È possibile imparare qualcosa da ognuno. Anche dall’amministratore “disonesto” della parabola evangelica che agisce con “scaltrezza”. Un brano che provoca sempre «sconcerto» se ci si limita a interpretarlo «a livello morale» anziché riflettere sul fatto che anche al discepolo di Cristo è richiesta scaltrezza, da tradurre nella «capacità di mettere ogni realtà mondana in relazione con il Regno di Dio». Il racconto del capitolo 16 del Vangelo di Luca è stato al centro dell’omelia del cardinale vicario Angelo De Donatis che venerdì 6 novembre, mese tradizionalmente legato alla commemorazione dei defunti, nella basilica di San Giovanni in Laterano ha celebrato la Messa durante la quale sono stati ricordati quattro cardinali e 33 presbiteri morti nel 2020. Presenti alla liturgia il vicegerente Gianpiero Palmieri e i vescovi Paolo Ricciardi e Luca Brandolini, rispettivamente delegato per la pastorale sanitaria e vicario dell’arciprete della cattedrale.

Pensando al ministero svolto dai sacerdoti ricordati durante l’Eucaristia, il cardinale De Donatis ha affermato che, come l’amministratore della parabola, «sono stati continuamente richiamati dalla loro vocazione a rimanere amministratori e semplici domestici, riconoscendo e facendo riconoscere agli altri l’unico riferimento all’unico padrone». Con alcuni dei sacerdoti defunti aveva un rapporto personale e alla luce del passo evangelico immagina che «anche loro si sono lanciati alla ricerca di coloro che potevano aiutare, creando o rafforzando legami di solidarietà per assicurare la speranza per il futuro». L’invito del porporato è stato quindi quello di imparare dall’amministratore «a trafficare la vita, a guardare al futuro non al passato, concentrandosi sulle relazioni odierne, mettendo in esse più amore, per guardare al futuro con speranza. Questo permetterà di colmare quei vuoti che si sono creati nel tempo».

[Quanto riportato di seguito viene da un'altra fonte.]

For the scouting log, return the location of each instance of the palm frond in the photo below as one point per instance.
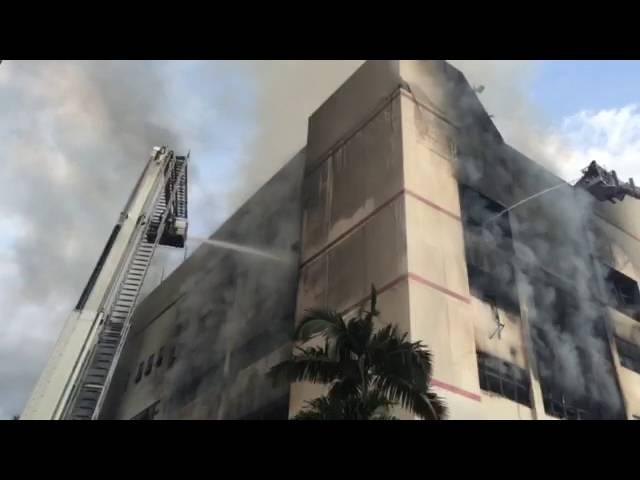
(312, 364)
(421, 402)
(322, 408)
(392, 354)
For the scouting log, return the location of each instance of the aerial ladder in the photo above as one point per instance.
(605, 185)
(77, 376)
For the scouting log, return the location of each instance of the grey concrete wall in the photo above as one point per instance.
(417, 129)
(229, 315)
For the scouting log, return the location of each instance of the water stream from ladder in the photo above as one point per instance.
(531, 197)
(276, 256)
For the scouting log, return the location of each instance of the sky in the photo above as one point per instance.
(74, 136)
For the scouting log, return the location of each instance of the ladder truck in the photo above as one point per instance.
(76, 378)
(605, 186)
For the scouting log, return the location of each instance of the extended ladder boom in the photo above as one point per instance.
(78, 372)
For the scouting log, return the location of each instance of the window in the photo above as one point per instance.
(504, 379)
(139, 373)
(172, 356)
(624, 293)
(493, 289)
(148, 413)
(629, 354)
(559, 408)
(126, 380)
(480, 216)
(160, 357)
(147, 370)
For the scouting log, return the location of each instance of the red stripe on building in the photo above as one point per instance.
(375, 212)
(432, 205)
(435, 286)
(456, 390)
(352, 229)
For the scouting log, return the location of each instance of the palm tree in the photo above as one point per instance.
(367, 371)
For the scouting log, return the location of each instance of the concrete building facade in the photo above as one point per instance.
(530, 314)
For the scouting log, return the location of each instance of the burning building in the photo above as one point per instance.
(531, 313)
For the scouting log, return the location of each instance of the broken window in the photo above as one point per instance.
(624, 293)
(148, 413)
(496, 290)
(172, 356)
(147, 370)
(504, 379)
(139, 373)
(557, 406)
(126, 380)
(160, 357)
(629, 354)
(485, 218)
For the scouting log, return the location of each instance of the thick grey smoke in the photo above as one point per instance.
(75, 136)
(553, 239)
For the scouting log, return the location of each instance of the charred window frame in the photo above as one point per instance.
(504, 379)
(558, 407)
(127, 378)
(147, 370)
(139, 372)
(148, 413)
(480, 215)
(173, 355)
(160, 357)
(488, 288)
(624, 293)
(629, 354)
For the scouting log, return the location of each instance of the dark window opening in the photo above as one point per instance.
(504, 379)
(629, 354)
(126, 380)
(557, 406)
(485, 218)
(178, 330)
(172, 356)
(277, 410)
(139, 373)
(148, 413)
(160, 357)
(490, 289)
(624, 293)
(147, 370)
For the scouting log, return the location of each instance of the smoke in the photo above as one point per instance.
(74, 138)
(553, 240)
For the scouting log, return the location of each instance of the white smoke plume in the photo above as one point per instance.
(75, 136)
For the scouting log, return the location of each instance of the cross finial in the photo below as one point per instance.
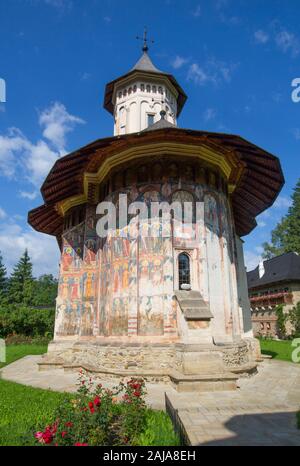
(145, 40)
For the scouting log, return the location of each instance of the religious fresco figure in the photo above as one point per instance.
(211, 214)
(125, 276)
(75, 287)
(67, 258)
(119, 317)
(88, 278)
(87, 320)
(150, 321)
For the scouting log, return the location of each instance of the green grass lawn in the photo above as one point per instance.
(23, 408)
(277, 349)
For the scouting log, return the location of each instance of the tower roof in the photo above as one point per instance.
(143, 65)
(258, 176)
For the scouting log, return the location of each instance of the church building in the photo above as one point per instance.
(173, 307)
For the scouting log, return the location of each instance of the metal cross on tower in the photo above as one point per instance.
(145, 40)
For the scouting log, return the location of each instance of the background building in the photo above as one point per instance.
(273, 282)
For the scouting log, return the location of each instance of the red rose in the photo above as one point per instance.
(91, 406)
(97, 401)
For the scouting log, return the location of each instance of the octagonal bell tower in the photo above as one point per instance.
(137, 98)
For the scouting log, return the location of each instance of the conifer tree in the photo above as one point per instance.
(20, 286)
(286, 235)
(3, 281)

Commentando la parabola, De Donatis ha rimarcato che il senso delle parole rivolte da Gesù «è da cogliere nel legame che il discepolo ha con il Regno di Dio, con quei beni che durano e che sono custoditi da Dio stesso. È questo il tesoro che il discepolo deve cercare con tutte le sue forze e sul quale deve puntare tutta la sua vita rischiando con coraggio, usando tutti i mezzi che ha a disposizione anche quelli materiali come la ricchezza. «Essere cittadini del cielo significa vivere nella consapevolezza che nulla sulla terra è compimento dell’uomo. Essere nel mondo ma non del mondo, pellegrini su questa terra in cammino verso la patria. Non significa disinteressarsi di questo mondo o addirittura disprezzarlo ma vivere mettendo tutto in relazione con il Regno di Dio, compimento della nostra vita».

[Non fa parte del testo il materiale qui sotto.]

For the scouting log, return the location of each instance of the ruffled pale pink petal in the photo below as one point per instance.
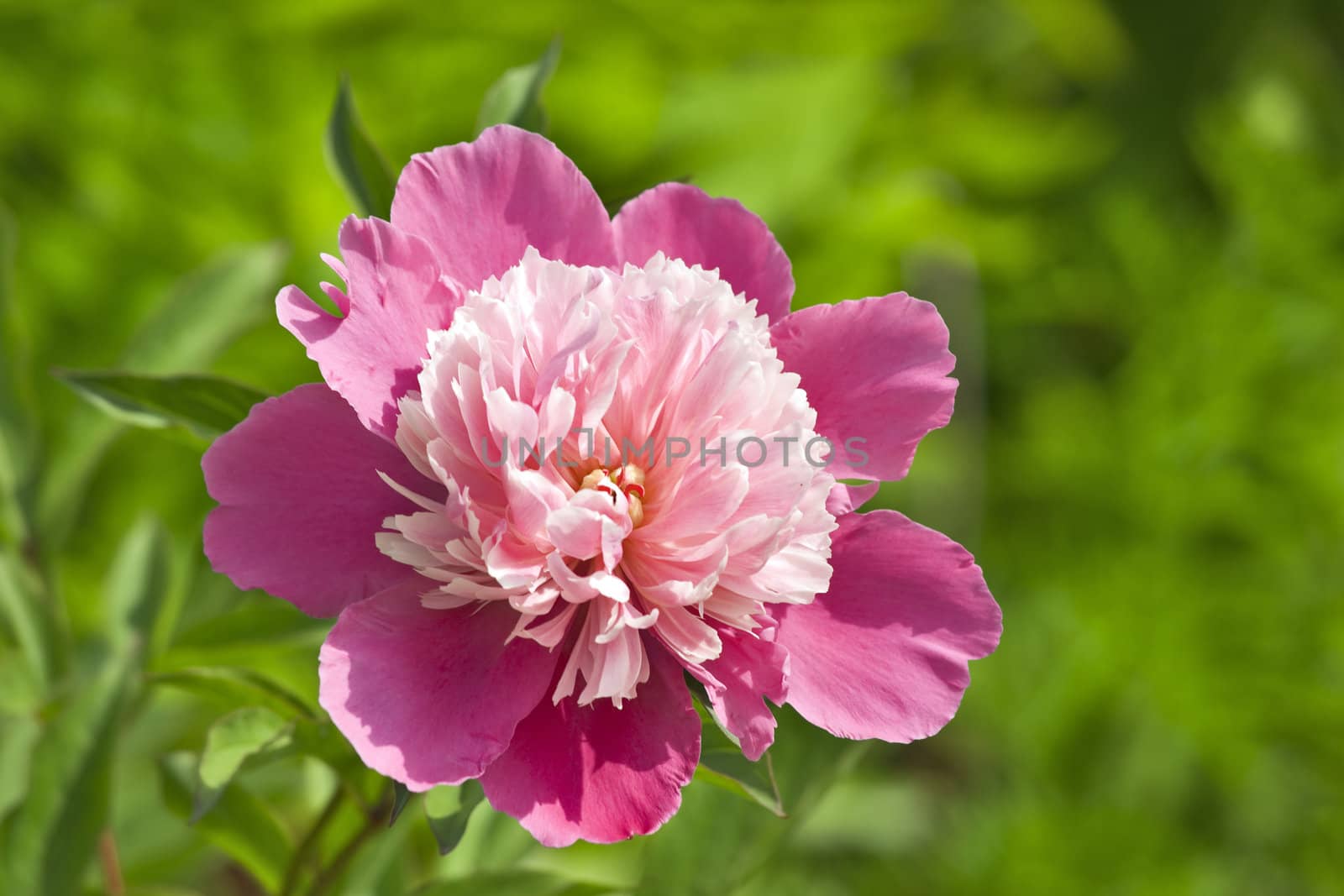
(429, 696)
(396, 295)
(685, 222)
(749, 669)
(884, 653)
(600, 773)
(483, 203)
(300, 501)
(877, 371)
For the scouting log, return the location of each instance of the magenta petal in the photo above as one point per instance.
(737, 681)
(429, 696)
(598, 773)
(884, 653)
(685, 222)
(483, 203)
(396, 296)
(847, 499)
(302, 501)
(874, 369)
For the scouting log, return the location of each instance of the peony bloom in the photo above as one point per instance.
(559, 461)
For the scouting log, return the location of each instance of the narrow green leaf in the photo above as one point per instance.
(55, 831)
(230, 741)
(448, 810)
(136, 584)
(205, 405)
(20, 607)
(202, 315)
(355, 160)
(401, 795)
(729, 768)
(241, 825)
(517, 97)
(722, 762)
(234, 687)
(17, 437)
(512, 883)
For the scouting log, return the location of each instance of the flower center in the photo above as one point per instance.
(625, 479)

La scaltrezza e la lucidità dell’amministratore che cerca una rapida soluzione per assicurarsi un futuro tranquillo devono essere di esempio per i discepoli di Cristo, chiamati a vivere affinché «tutto sia orientato al futuro del Regno di Dio – le parole del porporato -. A ciascuno è data una sola vita e deve gestirla con decisione, con scelte, con orientamenti che siano sempre in relazione con il Regno di Dio anche utilizzando con scaltrezza i beni di questo mondo e questo richiede discernimento spirituale, la consapevolezza continua che il futuro è nelle mani di Dio ma sta a noi saper cogliere le opportunità che il Signore ci offre per entrare nel Regno da discepoli».